English cleric and antiquary (1668–1754)

John Pointer (1668–1754) was an English cleric and antiquary.

==Life==
Born at Alkerton, Oxfordshire, on 19 May 1668, he was son of John Pointer, rector there from 1663 till his death in 1710, and Elizabeth (d. 1709), daughter of John Hobel, a London merchant. He was educated at Banbury grammar school, and then at Preston Deanery school, Northamptonshire. He matriculated at Merton College, Oxford, on 24 January 1687, graduating B.A. 1691, and M.A. 1694.

Pointer took holy orders, being ordained deacon on 24 December 1693, and priest on 23 September 1694, and from 1693 until he resigned the office in 1732 he was chaplain to his college. According to Thomas Hearne, Pointer was removed for sodomy.

Instituted in September 1694 to the rectory of Slapton, Northamptonshire, Pointer retained the post for life. He was lord of the manor of Keresley in Warwickshire, and in December 1722 he came into other property in the parish. He died on 16 January 1754 in the house of his niece, Mrs. Bradborne of Chesterton in Worfield, Shropshire, and was buried in the chancel of Worfield parish church on 19 January. A tablet was erected to his memory.

==Works==
Pointer was author of:

- An Account of a Roman pavement lately found at Stunsfield, Oxfordshire, 1713; dedicated to John Holland, Warden of Merton College.
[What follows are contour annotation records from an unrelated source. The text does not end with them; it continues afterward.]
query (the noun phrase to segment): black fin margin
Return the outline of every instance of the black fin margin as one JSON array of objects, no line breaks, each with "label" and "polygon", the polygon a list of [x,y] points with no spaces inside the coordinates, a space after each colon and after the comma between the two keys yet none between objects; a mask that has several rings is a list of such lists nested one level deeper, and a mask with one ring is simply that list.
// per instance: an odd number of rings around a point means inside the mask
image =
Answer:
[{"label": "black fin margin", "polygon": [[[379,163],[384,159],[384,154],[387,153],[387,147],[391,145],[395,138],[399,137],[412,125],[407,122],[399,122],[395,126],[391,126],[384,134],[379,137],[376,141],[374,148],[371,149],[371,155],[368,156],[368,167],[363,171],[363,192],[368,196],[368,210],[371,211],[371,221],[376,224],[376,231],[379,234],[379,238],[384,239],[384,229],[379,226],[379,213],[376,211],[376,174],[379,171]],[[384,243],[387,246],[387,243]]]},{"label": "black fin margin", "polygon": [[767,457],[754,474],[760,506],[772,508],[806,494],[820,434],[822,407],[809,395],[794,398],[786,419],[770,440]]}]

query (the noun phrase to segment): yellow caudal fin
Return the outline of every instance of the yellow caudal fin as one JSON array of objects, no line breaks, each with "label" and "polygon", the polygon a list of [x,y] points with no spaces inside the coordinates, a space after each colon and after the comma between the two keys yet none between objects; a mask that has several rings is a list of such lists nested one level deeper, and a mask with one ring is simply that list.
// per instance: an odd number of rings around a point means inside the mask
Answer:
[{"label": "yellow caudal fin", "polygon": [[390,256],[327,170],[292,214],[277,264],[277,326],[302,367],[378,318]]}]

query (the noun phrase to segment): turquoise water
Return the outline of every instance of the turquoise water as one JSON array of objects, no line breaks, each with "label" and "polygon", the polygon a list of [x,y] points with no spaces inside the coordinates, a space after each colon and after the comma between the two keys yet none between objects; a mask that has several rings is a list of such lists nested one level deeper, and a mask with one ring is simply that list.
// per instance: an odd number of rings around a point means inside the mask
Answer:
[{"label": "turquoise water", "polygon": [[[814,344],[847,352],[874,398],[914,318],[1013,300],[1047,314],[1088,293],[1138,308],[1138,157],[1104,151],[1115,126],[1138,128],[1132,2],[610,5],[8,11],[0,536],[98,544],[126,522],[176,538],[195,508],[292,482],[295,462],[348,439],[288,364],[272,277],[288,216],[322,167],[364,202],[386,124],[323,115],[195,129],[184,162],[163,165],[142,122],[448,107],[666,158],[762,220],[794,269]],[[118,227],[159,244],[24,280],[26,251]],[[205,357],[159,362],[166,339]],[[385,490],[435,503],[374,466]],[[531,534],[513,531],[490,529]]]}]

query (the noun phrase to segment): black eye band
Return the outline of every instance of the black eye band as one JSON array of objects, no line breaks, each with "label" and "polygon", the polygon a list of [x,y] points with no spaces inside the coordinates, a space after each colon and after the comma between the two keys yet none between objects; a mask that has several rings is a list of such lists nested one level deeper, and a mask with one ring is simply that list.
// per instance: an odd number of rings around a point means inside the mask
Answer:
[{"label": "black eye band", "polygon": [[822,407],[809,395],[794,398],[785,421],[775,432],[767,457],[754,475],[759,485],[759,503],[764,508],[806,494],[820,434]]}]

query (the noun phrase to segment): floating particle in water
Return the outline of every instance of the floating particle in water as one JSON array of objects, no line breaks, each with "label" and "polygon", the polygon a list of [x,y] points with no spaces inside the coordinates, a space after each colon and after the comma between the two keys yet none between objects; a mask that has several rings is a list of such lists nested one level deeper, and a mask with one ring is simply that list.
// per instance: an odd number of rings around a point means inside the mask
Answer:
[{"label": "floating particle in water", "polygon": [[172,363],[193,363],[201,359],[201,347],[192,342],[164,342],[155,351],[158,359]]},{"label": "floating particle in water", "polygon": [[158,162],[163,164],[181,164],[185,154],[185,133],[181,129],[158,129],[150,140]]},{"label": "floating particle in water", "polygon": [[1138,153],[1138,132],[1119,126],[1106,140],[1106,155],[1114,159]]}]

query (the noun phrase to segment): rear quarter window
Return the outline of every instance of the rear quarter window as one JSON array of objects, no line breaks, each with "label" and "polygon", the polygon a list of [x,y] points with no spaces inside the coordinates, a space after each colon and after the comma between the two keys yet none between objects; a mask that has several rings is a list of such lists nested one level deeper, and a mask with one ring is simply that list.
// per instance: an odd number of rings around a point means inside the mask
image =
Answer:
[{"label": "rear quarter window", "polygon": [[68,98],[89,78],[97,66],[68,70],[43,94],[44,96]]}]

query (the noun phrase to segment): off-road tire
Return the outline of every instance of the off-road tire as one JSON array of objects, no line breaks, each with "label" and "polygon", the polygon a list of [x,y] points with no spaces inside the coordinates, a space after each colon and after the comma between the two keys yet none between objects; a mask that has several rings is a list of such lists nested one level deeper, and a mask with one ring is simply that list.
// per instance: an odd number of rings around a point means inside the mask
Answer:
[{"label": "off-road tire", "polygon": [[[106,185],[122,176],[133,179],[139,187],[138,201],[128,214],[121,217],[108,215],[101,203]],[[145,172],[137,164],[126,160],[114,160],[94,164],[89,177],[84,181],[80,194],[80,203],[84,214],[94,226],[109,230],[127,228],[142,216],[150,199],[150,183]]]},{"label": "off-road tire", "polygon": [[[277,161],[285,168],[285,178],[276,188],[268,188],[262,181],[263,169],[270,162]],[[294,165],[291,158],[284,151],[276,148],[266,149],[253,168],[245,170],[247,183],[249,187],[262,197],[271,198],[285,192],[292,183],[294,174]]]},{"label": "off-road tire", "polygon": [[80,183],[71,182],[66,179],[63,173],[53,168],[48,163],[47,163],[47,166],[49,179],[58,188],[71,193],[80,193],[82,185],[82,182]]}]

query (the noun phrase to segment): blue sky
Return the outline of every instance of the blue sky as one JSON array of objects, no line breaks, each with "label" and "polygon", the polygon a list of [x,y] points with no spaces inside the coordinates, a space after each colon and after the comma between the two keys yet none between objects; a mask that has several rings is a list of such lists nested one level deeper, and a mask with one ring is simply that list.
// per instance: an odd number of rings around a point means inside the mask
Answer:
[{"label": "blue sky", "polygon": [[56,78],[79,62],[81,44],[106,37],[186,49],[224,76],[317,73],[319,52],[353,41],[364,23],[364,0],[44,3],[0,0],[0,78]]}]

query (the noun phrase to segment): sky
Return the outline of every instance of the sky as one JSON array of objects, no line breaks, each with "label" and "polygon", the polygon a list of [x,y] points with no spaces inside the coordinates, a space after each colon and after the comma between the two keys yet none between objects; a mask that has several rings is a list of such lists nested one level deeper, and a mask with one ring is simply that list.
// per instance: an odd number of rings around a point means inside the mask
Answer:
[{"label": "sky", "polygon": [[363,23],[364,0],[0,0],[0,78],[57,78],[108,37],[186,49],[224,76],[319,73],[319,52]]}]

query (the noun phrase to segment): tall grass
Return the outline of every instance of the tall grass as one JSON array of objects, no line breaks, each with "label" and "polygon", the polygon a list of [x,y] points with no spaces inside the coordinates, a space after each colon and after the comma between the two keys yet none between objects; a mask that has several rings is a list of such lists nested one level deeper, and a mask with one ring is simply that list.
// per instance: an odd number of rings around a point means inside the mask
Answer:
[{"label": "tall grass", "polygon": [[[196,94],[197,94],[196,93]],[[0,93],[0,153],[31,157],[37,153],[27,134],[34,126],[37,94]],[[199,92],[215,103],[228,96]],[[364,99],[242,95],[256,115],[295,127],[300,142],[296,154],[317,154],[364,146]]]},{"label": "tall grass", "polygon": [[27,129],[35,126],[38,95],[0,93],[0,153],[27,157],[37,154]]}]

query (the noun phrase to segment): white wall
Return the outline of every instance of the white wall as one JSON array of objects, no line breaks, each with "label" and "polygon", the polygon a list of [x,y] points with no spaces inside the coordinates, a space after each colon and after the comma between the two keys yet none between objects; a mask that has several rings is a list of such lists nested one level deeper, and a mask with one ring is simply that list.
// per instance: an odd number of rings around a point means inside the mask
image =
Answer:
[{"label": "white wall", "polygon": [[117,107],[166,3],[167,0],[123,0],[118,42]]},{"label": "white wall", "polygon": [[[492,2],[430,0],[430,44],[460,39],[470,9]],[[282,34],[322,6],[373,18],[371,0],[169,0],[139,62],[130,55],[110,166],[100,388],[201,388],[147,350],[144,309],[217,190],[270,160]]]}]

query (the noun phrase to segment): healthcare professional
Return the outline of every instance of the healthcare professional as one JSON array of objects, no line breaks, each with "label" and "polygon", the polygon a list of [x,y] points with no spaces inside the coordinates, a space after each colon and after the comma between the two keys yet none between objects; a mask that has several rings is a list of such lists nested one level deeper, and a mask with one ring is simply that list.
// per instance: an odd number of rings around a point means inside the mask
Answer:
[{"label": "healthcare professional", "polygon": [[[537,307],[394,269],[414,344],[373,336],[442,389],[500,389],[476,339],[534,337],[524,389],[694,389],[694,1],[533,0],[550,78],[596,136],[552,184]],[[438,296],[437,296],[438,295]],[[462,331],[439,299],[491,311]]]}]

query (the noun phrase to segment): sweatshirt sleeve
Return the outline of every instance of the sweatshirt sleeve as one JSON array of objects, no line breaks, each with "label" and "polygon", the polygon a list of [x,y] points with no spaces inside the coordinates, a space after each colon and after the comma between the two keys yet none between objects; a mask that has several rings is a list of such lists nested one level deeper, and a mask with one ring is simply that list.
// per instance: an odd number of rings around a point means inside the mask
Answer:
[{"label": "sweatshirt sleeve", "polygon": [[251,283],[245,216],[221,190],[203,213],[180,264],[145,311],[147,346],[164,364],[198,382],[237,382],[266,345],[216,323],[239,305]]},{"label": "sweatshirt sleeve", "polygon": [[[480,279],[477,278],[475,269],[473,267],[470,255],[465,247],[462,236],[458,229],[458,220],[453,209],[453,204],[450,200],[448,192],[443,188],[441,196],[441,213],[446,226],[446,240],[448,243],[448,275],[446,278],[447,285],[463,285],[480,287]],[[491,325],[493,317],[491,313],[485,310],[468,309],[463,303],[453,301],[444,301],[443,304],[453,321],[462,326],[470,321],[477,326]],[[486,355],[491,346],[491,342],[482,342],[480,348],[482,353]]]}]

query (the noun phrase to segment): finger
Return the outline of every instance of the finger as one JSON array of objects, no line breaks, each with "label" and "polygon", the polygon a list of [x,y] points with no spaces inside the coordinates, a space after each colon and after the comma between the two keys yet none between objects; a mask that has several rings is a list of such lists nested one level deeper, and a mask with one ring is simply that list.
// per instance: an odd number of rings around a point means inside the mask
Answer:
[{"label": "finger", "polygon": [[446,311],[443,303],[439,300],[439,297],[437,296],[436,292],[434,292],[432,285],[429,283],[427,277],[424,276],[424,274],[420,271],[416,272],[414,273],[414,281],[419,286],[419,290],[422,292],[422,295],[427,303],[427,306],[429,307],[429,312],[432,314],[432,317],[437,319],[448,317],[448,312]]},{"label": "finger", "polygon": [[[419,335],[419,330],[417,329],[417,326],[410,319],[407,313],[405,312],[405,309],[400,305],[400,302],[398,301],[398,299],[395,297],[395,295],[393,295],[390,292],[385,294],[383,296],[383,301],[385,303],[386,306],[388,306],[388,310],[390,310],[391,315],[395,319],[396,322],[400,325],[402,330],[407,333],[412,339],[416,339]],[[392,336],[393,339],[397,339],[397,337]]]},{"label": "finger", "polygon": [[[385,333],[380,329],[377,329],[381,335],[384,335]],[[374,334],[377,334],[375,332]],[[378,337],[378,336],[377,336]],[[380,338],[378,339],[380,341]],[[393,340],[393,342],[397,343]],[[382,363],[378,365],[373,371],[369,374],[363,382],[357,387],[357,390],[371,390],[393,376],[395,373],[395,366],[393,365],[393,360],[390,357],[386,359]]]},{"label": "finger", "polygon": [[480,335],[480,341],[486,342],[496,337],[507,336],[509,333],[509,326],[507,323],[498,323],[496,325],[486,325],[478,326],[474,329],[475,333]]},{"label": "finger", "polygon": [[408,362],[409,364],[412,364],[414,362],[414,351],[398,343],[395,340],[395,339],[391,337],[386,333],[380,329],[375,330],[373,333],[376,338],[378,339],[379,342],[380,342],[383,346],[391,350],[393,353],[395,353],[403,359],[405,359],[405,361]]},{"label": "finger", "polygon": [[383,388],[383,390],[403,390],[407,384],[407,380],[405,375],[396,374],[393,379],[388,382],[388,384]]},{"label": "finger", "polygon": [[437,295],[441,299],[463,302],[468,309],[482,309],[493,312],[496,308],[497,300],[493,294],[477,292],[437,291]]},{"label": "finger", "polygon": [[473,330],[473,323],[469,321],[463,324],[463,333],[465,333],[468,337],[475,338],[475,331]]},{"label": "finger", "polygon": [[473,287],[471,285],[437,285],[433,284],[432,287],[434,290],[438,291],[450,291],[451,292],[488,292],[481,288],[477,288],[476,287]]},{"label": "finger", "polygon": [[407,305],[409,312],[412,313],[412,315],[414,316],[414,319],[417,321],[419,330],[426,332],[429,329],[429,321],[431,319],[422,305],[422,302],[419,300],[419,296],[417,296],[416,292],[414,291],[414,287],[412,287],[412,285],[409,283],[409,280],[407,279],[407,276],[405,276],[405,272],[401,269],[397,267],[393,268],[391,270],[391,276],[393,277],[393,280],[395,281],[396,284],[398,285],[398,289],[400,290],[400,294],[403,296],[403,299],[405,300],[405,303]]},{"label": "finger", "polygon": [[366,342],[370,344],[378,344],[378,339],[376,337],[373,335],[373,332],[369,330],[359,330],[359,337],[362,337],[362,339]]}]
In reply to criticism, Pointer created an advertisement containing praise from White Kennett, William Musgrave, and others.
- Chronological History of England, 1714, 2 vols. Rather complete in description of events occurring after 1660. It was intended that the narrative should end with the peace of Utrecht (1713), but the second volume was not published until after the death of Queen Anne, when the history was brought down to her death. Six supplements, each containing the incidents of a year, and the last two with the name of "Mr. Brockwel" on the title-page, carried it on to the close of July 1720. Pointer was paid by Bernard Lintot for his work on it.
- Miscellanea in usum juventutis Academicæ, 1718. It contained characters, chronology, and a catalogue of the classical authors with notes for reading them.
- A Rational Account of the Weather, 1723; 2nd ed. corrected and enlarged, 1738. It was pointed out in the Gentleman's Magazine, 1748 (pp. 255–6), that this volume supplied the groundwork of The Shepherd of Banbury's Rules to judge of the Weather, by "John Claridge the shepherd" (which is usually attributed to John Campbell).
- Britannia Romana, or Roman antiquities in Britain, viz., coins, camps, and public roads, 1724.
- Britannia Triumphans, or an Historical Account of some of the most signal Naval Victories obtained by the English over the Spaniards,’ 1743.
- Oxoniensis Academia, or the Antiquities and Curiosities of the University of Oxford, 1749.